Previous studies in humans have shown that LVMi is reduced in the first months after infarction due to the loss of infarcted myocardium, although baseline measurements were always acquired after STEMI [27, 28]. We found a significant positive correlation of LVMi with infarct size as measured with CMR after 4 months. This could indicate that patients with LV hypertrophy develop a larger infarct size, which has been suggested before [29]. Alternatively, a compensatory hypertrophic response of the remaining, non-infarcted myocardium, as observed in previous animal studies, could explain the correlation between LVMi and infarct size [30, 31]. Biochemical biomarkers for myocardial injury were associated with LVMi, although this was not significant anymore after adjusting for NT-proBNP.

Remote remodeling

We observed that predictors of LV wall thickness in the remote myocardium generally correspond with predictors of LVMi. In addition, HbA1c appeared an independent predictor of both increased EDWT and ESWT. In the GIPS-III trial, patients with known diabetes were excluded, but one out of six patients were diagnosed with diabetes after randomization [11]. In a previous study, patients with diabetes had higher LVMi, associated with an increased risk to develop HF after myocardial infarction [32]. This might be the result of a lower LV compliance. It remains speculative whether patients with high HbA1c levels had a higher pre-existing wall thickness or if this developed after STEMI. We also found that active smoking at baseline is an independent predictor of increased wall thickness, which has been described before in large cohorts [33].

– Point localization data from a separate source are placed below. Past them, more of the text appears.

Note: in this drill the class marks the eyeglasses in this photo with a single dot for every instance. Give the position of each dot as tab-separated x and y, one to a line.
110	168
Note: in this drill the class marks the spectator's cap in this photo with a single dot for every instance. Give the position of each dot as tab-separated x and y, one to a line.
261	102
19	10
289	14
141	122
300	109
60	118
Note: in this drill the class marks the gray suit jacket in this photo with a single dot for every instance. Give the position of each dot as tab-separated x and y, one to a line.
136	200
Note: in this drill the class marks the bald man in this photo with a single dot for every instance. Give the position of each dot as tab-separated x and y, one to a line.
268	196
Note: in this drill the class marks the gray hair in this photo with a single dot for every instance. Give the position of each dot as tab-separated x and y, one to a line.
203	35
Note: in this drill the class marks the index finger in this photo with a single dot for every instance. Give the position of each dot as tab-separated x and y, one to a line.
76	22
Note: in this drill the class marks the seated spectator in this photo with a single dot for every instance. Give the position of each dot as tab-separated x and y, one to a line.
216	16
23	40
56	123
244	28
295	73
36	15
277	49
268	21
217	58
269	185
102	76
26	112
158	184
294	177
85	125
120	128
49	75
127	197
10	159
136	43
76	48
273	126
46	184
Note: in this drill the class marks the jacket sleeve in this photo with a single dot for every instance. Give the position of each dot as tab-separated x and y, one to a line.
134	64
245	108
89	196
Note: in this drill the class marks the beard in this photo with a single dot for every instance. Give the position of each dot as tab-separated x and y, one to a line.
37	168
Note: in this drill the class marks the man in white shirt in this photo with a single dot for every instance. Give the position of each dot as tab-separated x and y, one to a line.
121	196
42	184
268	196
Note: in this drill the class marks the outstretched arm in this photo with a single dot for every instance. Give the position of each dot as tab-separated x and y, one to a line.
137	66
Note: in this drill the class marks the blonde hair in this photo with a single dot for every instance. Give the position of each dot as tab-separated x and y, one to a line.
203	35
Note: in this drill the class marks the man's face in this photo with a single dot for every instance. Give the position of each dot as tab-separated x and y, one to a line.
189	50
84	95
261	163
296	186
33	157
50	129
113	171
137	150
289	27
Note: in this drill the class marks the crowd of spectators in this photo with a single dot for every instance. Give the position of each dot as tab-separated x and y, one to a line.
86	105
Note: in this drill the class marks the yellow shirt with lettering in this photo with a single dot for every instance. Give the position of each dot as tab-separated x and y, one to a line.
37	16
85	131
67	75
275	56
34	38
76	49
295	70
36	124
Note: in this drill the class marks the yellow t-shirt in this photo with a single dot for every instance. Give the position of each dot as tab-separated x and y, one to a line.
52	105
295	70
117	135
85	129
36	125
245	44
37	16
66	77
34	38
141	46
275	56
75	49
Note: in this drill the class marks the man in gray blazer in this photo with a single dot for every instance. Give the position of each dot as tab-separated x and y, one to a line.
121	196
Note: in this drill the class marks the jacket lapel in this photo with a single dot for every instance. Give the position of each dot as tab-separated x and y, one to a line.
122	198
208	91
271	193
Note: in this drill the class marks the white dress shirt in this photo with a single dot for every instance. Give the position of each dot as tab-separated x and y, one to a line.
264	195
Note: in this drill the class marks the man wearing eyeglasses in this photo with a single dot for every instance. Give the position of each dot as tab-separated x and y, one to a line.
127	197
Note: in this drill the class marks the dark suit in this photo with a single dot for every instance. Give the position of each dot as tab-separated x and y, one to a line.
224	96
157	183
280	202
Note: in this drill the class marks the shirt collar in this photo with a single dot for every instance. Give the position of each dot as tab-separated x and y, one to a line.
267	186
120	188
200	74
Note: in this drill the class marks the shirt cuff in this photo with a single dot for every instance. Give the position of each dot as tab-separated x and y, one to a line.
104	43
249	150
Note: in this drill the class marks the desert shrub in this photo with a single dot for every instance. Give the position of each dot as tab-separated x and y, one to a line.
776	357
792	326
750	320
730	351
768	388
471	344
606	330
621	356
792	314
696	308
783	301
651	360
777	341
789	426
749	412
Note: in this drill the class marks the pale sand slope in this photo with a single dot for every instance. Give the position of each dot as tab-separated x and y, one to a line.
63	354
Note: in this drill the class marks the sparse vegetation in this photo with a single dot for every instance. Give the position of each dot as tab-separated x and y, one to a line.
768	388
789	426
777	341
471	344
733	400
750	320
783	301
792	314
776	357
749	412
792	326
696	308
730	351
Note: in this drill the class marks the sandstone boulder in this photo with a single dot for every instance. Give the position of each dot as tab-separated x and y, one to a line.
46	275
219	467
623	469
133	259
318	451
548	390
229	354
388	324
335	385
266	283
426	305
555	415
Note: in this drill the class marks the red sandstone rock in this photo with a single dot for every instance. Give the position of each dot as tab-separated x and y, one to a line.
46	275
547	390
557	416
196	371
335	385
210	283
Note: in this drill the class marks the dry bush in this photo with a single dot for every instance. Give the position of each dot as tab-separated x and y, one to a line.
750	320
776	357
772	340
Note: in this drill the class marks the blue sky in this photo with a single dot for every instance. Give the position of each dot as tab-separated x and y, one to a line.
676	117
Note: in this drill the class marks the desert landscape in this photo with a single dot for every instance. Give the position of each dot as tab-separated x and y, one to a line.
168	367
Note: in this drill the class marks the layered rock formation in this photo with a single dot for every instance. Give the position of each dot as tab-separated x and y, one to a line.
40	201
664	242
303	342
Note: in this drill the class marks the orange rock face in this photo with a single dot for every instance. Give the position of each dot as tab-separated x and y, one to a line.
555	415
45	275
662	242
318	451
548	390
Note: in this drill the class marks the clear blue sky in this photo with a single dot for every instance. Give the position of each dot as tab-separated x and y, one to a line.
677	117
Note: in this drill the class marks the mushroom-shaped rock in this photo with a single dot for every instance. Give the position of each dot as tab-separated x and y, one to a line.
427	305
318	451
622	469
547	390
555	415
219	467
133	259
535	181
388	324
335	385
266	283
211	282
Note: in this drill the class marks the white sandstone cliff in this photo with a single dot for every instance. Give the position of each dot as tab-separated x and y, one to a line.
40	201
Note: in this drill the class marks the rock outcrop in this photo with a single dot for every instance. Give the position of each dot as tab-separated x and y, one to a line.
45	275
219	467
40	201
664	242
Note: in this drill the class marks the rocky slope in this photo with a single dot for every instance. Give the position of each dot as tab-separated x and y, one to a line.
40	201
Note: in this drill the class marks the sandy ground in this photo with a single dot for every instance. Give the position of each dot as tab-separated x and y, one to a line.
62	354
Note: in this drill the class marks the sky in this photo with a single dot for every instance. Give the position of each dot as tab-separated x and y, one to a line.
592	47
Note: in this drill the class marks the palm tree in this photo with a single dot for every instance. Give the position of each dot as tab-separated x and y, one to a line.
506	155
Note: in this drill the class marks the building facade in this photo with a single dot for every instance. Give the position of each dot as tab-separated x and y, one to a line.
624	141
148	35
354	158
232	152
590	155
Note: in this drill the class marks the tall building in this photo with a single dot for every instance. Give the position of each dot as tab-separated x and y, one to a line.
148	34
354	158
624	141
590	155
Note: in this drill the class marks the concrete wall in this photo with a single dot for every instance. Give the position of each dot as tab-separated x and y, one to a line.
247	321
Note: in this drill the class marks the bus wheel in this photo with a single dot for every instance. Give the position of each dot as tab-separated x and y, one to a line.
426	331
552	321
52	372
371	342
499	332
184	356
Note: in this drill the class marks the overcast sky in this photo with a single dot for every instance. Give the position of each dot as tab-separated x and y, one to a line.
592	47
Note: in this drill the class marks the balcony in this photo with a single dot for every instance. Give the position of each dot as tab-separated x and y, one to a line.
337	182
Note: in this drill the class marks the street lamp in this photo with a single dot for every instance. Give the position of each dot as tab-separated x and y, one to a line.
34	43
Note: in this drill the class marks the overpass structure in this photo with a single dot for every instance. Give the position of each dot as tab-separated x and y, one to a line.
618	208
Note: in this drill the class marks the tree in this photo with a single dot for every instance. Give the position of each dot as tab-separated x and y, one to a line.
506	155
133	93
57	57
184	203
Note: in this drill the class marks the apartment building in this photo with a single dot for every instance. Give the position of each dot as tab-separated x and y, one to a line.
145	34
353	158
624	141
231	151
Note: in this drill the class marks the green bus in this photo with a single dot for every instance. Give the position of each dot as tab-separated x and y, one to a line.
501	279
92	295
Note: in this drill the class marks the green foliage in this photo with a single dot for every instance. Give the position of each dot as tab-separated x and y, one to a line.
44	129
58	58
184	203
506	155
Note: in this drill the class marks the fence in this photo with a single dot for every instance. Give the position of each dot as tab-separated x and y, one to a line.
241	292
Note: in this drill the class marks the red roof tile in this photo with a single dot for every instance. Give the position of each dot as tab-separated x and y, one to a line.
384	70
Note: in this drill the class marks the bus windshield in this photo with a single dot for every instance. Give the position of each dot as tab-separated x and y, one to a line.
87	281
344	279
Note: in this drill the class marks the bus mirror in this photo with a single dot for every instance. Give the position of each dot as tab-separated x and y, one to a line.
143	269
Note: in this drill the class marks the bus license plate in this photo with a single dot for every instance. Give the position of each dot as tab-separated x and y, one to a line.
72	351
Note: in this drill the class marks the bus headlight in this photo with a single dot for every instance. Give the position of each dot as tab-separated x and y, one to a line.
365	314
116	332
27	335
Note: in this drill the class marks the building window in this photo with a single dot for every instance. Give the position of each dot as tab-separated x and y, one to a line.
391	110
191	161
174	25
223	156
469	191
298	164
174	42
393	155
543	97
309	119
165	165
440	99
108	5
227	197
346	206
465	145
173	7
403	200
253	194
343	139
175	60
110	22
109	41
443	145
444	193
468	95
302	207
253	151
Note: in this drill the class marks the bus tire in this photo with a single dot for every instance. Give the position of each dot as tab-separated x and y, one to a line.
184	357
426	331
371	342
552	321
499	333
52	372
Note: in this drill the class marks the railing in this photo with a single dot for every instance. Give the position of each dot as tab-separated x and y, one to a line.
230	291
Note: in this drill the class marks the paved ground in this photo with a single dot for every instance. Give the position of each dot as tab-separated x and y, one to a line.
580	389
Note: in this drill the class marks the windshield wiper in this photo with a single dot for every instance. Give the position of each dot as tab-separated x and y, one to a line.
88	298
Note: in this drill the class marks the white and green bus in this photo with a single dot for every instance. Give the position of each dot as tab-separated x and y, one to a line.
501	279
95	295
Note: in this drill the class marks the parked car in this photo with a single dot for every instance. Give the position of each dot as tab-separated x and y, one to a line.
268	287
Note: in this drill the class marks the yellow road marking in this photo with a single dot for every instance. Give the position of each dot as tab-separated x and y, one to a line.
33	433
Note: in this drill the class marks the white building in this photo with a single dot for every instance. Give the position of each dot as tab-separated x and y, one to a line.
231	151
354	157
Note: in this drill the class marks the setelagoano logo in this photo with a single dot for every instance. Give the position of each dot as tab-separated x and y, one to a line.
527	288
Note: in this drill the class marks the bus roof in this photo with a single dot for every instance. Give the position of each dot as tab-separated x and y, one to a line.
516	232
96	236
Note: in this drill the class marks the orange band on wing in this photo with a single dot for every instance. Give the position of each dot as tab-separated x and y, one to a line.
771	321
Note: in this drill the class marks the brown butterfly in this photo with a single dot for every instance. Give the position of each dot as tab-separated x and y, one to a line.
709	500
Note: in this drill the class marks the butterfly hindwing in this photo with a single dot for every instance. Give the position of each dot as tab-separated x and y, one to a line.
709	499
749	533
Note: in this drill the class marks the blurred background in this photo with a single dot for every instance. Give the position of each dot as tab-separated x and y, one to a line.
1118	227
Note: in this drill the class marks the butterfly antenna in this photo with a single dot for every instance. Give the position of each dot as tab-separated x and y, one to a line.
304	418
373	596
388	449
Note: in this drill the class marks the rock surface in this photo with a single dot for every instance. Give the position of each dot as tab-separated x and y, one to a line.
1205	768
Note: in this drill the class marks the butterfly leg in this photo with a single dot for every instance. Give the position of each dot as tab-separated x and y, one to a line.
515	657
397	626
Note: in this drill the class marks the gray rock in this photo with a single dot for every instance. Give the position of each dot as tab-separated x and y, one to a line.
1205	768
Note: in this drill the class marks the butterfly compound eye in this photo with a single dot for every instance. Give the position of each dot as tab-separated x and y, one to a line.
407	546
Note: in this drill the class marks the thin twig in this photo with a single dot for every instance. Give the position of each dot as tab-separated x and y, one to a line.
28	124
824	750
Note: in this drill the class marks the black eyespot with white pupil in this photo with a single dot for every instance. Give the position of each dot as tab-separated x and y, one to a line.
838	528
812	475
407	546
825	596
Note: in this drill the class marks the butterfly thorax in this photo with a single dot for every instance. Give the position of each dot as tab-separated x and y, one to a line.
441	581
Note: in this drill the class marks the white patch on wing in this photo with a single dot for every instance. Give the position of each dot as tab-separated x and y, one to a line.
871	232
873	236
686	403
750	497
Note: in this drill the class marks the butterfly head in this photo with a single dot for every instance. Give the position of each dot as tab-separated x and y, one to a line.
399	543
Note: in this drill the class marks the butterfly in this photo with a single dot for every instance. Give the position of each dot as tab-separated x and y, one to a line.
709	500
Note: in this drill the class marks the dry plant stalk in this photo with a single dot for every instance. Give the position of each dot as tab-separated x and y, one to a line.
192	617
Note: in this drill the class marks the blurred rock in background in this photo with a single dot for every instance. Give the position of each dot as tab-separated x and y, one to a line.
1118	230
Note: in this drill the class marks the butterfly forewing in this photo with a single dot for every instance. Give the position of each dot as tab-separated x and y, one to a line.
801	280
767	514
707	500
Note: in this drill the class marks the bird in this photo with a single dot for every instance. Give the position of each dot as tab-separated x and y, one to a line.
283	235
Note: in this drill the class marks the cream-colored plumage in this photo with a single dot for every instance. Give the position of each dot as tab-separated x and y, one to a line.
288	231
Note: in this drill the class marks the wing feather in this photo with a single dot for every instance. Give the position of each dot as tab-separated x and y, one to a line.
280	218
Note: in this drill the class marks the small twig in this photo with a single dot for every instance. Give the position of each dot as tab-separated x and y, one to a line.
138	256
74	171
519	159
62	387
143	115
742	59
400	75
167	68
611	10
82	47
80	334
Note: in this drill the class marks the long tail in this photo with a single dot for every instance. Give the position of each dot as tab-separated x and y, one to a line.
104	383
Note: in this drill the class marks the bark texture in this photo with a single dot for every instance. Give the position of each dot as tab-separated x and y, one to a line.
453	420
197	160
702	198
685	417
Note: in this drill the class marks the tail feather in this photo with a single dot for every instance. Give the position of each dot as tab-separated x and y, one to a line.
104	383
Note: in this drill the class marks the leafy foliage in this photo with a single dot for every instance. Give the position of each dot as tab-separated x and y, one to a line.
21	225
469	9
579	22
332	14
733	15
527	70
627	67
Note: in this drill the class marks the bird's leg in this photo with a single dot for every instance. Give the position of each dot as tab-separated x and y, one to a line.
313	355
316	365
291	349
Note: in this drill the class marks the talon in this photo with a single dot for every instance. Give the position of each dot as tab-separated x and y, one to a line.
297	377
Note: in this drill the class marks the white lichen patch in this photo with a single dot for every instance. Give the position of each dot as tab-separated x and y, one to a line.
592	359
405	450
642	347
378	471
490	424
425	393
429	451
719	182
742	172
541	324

A previous study reports patients after STEMI to have significantly higher wall thickness in non-infarcted myocardium, compared to control patients [27]. However, this was not adjusted for potential confounders such as hypertension. In our study, we found no correlation between infarct size and remote LV wall thickness. Also, levels of biochemical biomarkers for myocardial injury did not predict remote LV wall thickness, suggesting there might not be a compensatory hypertrophic response of remote non-infarcted myocardium at 4 months after STEMI.

Limitations

There were several limitations to our study. We did not determine measures of myocardial edema, which might have influenced the relation of remote wall thickness with infarct size, and did not perform stress perfusion imaging to assess residual ischemia. CMR was performed at 4 months after STEMI, when LV remodeling might be ongoing. No additional CMR assessment was performed prior to, or after 4 months, to assess progression in remodeling. Mean infarct size (9% of LV mass) in our cohort was relatively small compared to other STEMI studies, possibly due to the inclusion criteria (first STEMI) and efficient management (median 155 min to treatment). Additional studies with a larger variability in infarct size might help to further investigate the relationship between remote myocardial remodeling after infarction. The use of in- and exclusion criteria of the GIPS-III trial has possibly affected our results. For example, known diabetes was an exclusion criteria and therefore the effect of prevalent diabetes on LV remodeling could not be studied.

Conclusion

Our data underlines the strength of cardiac specific biomarkers in predicting global LV remodeling after STEMI. We found no evidence for the presumed hypertrophic response of remote non-infarcted myocardium at 4 months after STEMI.